All Telegram tools require a TelegramContext (so they return null from CLI).

telegram_react — Adds an emoji reaction to the user’s message. Can optionally suppress the text reply (the reaction IS the response). Uses a side-effects pattern — the tool sets flags on TelegramContext.sideEffects.

telegram_reply_to — Marks the response to be sent as a reply to a specific Telegram message ID.

telegram_pin / telegram_unpin / telegram_get_pinned — Pin management. These call the Telegram Bot API directly.

telegram_ask — Sends an interactive question to the user via Telegram (e.g., for confirmation before a destructive action). Creates a pending_asks row and sends the question as a Telegram message. The response is tracked when the user replies. Used by self-edit for rejection detection.

Tool parameters use @sinclair/typebox for JSON Schema generation:

import { Type, type Static } from '@sinclair/typebox'
const Params = Type.Object({
query: Type.String({ description: 'Search query' }),
limit: Type.Optional(Type.Number({ description: 'Max results' })),
})
type Input = Static<typeof Params>

TypeBox schemas are passed directly to pi-agent-core, which uses them for LLM function calling.

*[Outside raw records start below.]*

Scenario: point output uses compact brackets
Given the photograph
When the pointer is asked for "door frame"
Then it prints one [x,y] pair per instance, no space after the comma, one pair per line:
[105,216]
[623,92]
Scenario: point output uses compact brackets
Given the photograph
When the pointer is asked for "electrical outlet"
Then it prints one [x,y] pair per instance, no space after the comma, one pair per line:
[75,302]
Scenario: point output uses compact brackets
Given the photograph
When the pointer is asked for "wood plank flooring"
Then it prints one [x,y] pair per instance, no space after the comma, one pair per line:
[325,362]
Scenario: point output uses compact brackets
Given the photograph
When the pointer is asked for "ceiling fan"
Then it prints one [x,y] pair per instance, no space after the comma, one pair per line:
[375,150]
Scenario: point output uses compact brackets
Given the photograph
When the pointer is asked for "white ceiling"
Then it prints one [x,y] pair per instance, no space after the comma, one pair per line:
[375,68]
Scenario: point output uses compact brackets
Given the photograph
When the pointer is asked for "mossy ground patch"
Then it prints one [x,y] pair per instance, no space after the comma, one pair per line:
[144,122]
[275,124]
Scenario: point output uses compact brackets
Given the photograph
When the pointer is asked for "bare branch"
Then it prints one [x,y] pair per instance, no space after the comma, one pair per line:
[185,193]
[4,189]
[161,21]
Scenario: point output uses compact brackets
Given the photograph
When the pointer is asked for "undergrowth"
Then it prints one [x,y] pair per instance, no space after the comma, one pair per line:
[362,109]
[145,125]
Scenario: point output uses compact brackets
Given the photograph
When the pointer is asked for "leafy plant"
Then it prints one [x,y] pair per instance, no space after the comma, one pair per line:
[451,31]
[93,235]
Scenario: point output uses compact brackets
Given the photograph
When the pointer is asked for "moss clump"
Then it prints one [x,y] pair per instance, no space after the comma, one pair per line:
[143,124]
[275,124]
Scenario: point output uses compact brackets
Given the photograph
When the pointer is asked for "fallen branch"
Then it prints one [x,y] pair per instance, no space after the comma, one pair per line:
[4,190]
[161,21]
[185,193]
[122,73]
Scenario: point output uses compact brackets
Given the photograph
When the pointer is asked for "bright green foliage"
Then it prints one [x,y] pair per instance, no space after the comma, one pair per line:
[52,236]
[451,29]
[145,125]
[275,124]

Telegram tools like telegram_react and telegram_reply_to don’t perform their actions immediately. Instead, they set flags on a mutable TelegramSideEffects object:

interface TelegramSideEffects {
reactToUser?: string // Emoji to react with
replyToMessageId?: number // Message ID to reply to
suppressText?: boolean // Skip sending text reply
}

After the agent finishes, the Telegram bot handler reads these flags and executes the side effects. This avoids race conditions and lets the LLM combine a reaction with a text reply in a single turn.